Sum = groupwiseMedian(data=Data,
                      group="Speaker",
                      var="Likert",
                      conf=0.95,
                      R=5000,
                      percentile=TRUE,
                      bca=FALSE,
                      digits=3)

Sum


  Speaker  n Median Conf.level Percentile.lower Percentile.upper
1    Pooh 10      4       0.95              4.0              5.0
2  Piglet 10      2       0.95              2.0              3.0
3  Tigger 10      4       0.95              3.5              4.5


X = 1:3
Y = Sum$Percentile.upper+0.2
Label = c("a", "b", "a")


library(ggplot2)

ggplot(Sum,                ### The data frame to use.
       aes(x = Speaker,
           y = Median)) +
   geom_errorbar(aes(ymin = Percentile.lower,
                     ymax = Percentile.upper),
                     width = 0.05,
                     size  = 0.5) +
   geom_point(shape = 15,
              size  = 4) +
   theme_bw() +
   theme(axis.title   = element_text(face  = "bold")) +
   ylab("Median Likert score")+

annotate("text",
         x = X,
         y = Y,
         label = Label)


image

Plot of median Likert versus Speaker.  Error bars indicate the 95% confidence intervals for the median with the percentile method.



Exercises L


1. Considering Pooh, Piglet, and Tigger’s data,

What was the median score for each instructor?

Are the data for all instructors reasonably similar shape and spread?

Based on your previous answer, what is the null hypothesis for the Kruskal–Wallis test?

According to the Kruskal–Wallis test, is there a statistical difference in scores among the instructors?

Looking at the post-hoc analysis, which speakers’ scores are statistically different from which others?  Who had the statistically highest scores?

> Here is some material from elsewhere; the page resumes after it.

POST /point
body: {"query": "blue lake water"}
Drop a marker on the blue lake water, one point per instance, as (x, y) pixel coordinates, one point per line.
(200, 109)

2. Brian, Stewie, and Meg want to assess the education level of students in their courses on creative writing for adults.  They want to know the median education level for each class, and if the education level of the classes were different among instructors.

 

They used the following table to code his data.

 

Code   Abbreviation   Level

1      < HS           Less than high school
2        HS           High school
3        BA           Bachelor’s
4        MA           Master’s
5        PhD          Doctorate

 

The following are the course data.

 

Instructor        Student  Education
'Brian Griffin'   a        3
'Brian Griffin'   b        2
'Brian Griffin'   c        3
'Brian Griffin'   d        3
'Brian Griffin'   e        3
'Brian Griffin'   f        3
'Brian Griffin'   g        4
'Brian Griffin'   h        5
'Brian Griffin'   i        3
'Brian Griffin'   j        4
'Brian Griffin'   k        3
'Brian Griffin'   l        2
'Stewie Griffin'  m        4
'Stewie Griffin'  n        5
'Stewie Griffin'  o        4
'Stewie Griffin'  p        4
'Stewie Griffin'  q        4
'Stewie Griffin'  r        4
'Stewie Griffin'  s        3
'Stewie Griffin'  t        5
'Stewie Griffin'  u        4
'Stewie Griffin'  v        4
'Stewie Griffin'  w        3
'Stewie Griffin'  x        2
'Meg Griffin'     y        3
'Meg Griffin'     z        4
'Meg Griffin'     aa       3
'Meg Griffin'     ab       3
'Meg Griffin'     ac       3
'Meg Griffin'     ad       2
'Meg Griffin'     ae       3
'Meg Griffin'     af       4
'Meg Griffin'     ag       2
'Meg Griffin'     ah       3
'Meg Griffin'     ai       2
'Meg Griffin'     aj       1


For each of the following, answer the question, and show the output from the analyses you used to answer the question.

 

What was the median education level for each instructor’s class?  (Be sure to report the education level, not just the numeric code!)

 

Are the distributions of education levels for all instructors reasonably similar shape and spread?

Based on your previous answer, what is the null hypothesis for the Kruskal–Wallis test?

According to the Kruskal–Wallis test, is there a difference in the education level of students among the instructors?

 

Looking at the post-hoc analysis, which classes education levels are different from which others?  Who had the statistically highest education level?

 

Plot Brian, Stewie, and Meg’s data in a way that helps you visualize the data.  Do the results reflect what you would expect from looking at the plot?  How would you summarize the results of the descriptive statistics and tests?